Just as there are many ways to calculate statistical significance and practical significance, there are a variety of ways to calculate clinical significance. Five common methods are the Jacobson-Truax method, the Gulliksen-Lord-Novick method, the Edwards-Nunnally method, the Hageman-Arrindell method, and hierarchical linear modeling.
Jacobson-Truax is common method of calculating clinical significance. It involves calculating a Reliability Change Index (RCI). The RCI equals the difference between a participant’s pre-test and post-test scores, divided by the standard error of the difference. Cutoff scores are established for placing participants into one of four categories: recovered, improved, unchanged, or deteriorated, depending on the directionality of the RCI and whether the cutoff score was met.

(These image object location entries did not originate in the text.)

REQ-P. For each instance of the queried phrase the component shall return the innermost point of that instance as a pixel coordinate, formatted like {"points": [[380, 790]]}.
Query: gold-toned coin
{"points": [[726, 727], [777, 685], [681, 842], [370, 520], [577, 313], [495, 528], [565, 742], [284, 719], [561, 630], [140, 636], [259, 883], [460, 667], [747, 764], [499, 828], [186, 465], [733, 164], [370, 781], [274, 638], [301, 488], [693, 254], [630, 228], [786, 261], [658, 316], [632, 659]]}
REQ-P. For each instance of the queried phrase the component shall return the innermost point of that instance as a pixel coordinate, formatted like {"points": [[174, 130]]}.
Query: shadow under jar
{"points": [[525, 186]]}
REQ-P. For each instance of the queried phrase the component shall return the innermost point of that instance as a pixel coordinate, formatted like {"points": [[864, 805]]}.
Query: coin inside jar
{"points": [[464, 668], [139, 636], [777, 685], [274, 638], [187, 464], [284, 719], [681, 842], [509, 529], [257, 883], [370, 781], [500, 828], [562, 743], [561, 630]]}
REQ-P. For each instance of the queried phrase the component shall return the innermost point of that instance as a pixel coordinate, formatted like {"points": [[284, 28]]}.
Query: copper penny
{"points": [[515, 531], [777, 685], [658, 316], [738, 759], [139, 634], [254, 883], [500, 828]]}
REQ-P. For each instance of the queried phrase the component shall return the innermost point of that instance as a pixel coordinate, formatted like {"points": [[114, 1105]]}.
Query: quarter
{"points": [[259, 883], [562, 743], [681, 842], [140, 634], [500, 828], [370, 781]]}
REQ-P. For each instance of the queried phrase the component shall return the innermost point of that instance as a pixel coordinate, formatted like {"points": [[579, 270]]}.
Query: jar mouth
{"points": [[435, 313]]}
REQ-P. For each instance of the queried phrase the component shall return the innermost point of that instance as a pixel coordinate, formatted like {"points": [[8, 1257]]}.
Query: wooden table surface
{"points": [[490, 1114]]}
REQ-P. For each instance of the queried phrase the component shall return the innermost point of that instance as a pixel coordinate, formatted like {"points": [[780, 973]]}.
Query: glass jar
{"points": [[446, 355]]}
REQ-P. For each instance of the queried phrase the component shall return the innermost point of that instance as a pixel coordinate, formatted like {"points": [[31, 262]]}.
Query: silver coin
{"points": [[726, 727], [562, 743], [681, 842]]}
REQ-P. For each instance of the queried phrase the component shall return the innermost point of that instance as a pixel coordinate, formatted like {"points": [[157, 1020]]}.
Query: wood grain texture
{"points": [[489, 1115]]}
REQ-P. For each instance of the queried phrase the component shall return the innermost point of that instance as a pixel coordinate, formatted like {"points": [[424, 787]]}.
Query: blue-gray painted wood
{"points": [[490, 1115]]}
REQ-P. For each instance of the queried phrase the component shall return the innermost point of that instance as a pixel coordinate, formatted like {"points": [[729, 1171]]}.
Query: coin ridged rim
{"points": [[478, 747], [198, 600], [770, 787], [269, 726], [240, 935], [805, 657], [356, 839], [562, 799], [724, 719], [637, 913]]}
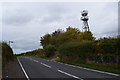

The Gulliksen-Lord-Novick method is similar to Jacobson-Truax, except that it takes into account regression to the mean. This is done by subtracting the pre-test and post-test scores from a population mean, and dividing by the standard deviation of the population.
The Edwards-Nunnally method of calculating clinical significance is a more stringent alternative to the Jacobson-Truax method. Reliability scores are used to bring the pre-test scores closer to the mean, and then a confidence interval is developed for this adjusted pre-test score. Confidence intervals are used when calculating the change from pre-test to post-test, so greater actual change in scores is necessary to show clinical significance, compared to the Jacobson-Truax method.
The Hageman-Arrindel calculation of clinical significance involves indices of group change and of individual change. The reliability of change indicates whether a patient has improved, stayed the same, or deteriorated. A second index, the clinical significance of change, indicates four categories similar to those used by Jacobson-Truax: deteriorated, not reliably changed, improved but not recovered, and recovered.
HLM involves growth curve analysis instead of pre-test post-test comparisons, so three data points are needed from each patient, instead of only two data points (pre-test and post-test). A computer program, such as Hierarchical Linear and Nonlinear Modeling is used to calculate change estimates for each participant. HLM also allows for analysis of growth curve models of dyads and groups.